他放下车帘,看向宣白,“仙盟首富揽月城。”
宣白紧闭的眼皮略颤了颤,拧着眉头张开了眼睛,“你什么意思?!”
“没什么意思,就想跟你唠唠嗑,毕竟咱们自你继承丹峰峰主之位后,也有好些年不曾见过面了。”余茗靠着车厢,随着马车前进的动静轻轻摇晃着,嘴角瞧着抹暗藏讽刺的笑容。
“虽不曾见面,倒听过你不少事迹,例如……”
他慢悠悠的开口道,“当年揽月城那位二爷,为了求到师叔留下的落仙桃残枝,被你要求拿深海魔蛟的内丹去换,带着人亲自下深海斩杀魔蛟,千难万险、九死一生,差点把命留在深海里魔蛟的爪下。”
“如今月梧的傀儡现身玉城,李观棋十有八九也在。”
余茗活动着手脚,说着自己的猜测。
笑吟吟的问他,“你猜李观棋此次是为何而来,或者你再猜猜,以揽月城的豪富和李观棋对你的印象,他若是知晓你来玉城是为拍玉髓续命,他会不会让玉髓落到你手里。”
宣白自小便骄傲自负,最不愿意屈居人下。
自从被带回丹峰后最是看不惯他,为此不惜假意跟孔雀交好,借此讨好他们那位清焰师叔,最终靠着从师叔那里得来的丹方胜过他,登上丹峰峰主之位,却仍旧对现状不满意。
因为丹峰峰主之上,他们忘情宗还有宗主。
宣白要的,远不止是丹峰峰主之位。
他要的是整个忘情宗、乃至整个仙盟在他跟前低头,为此他不惜在他们前任宗主逝世,伍师伯葬身于无边渡口之后,跟妖族少主孔雀勾结,合谋演了出精彩纷呈、足够将清焰师叔名声尽毁,将他们宗主一脉拉下神坛的好戏。
当时余茗已经因其成为丹峰峰主而远走他乡。
隔了好几年才从散修口中知晓此事,当即便认定此事定是宣白和孔雀共谋,佩服两人心狠果决的同时,不免有些心疼他那位温柔似云间皎月的师叔。
他那般真心实意的待他们,却被其联手背叛。
若那位师叔知晓真相,该是多么难以置信。
——可惜,他远在万里之外,对宣白的小动作不甚了解,也没有能帮其洗刷冤屈的证据,便是想插手也毫无办法。

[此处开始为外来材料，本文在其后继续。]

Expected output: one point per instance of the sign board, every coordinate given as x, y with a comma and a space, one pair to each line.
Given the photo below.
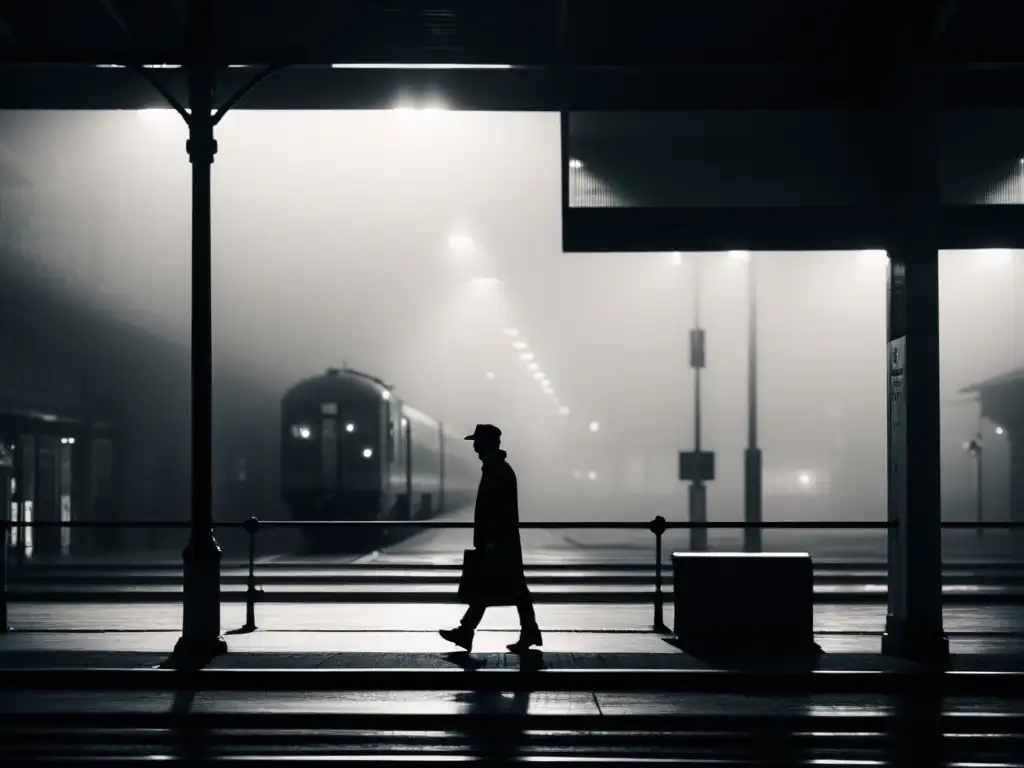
697, 347
696, 466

心疼师叔的同时,对自小长大的忘情宗却是失望至极,就连他这个半路师侄都知道清焰师叔并非那等心狠手辣之辈,那些看着其长大的宗门前辈却眼睁睁看着他被人诬陷、踩进泥里,只为削弱宗主一脉对忘情宗的掌控和影响力。
他们做到了。
将他们忘情宗千年难得一遇的天才剥落了筋骨,囚禁于泥沼里,继而将伍尧变成坐于宗主之位、实则握在他们手中的提线木偶,宗主一脉对忘情宗的掌控被史无前例的削弱。
他们满意了。
可他们没想到的是,此举被削弱的不仅是宗主一脉对忘情宗的掌控,更是他们忘情宗对后山鬼族封印的控制!
清焰师叔在泥地里挣扎的每时每刻,后山的封印都在被鬼族不断冲击撕裂。
师叔才死了多久呢,鬼王就从缝隙里爬了出来。
他们合力将清焰师叔踩进泥里,再没人能只身下后山的深渊封印,再没人能去检查修补那持续数千年的鬼族封印,便只能被从缝隙里爬出来的鬼王撕碎成渣,祭奠比他们先行一步的清焰师叔。
自作孽,不可活。
余茗笑着看向宣白,“你当真不后悔么。”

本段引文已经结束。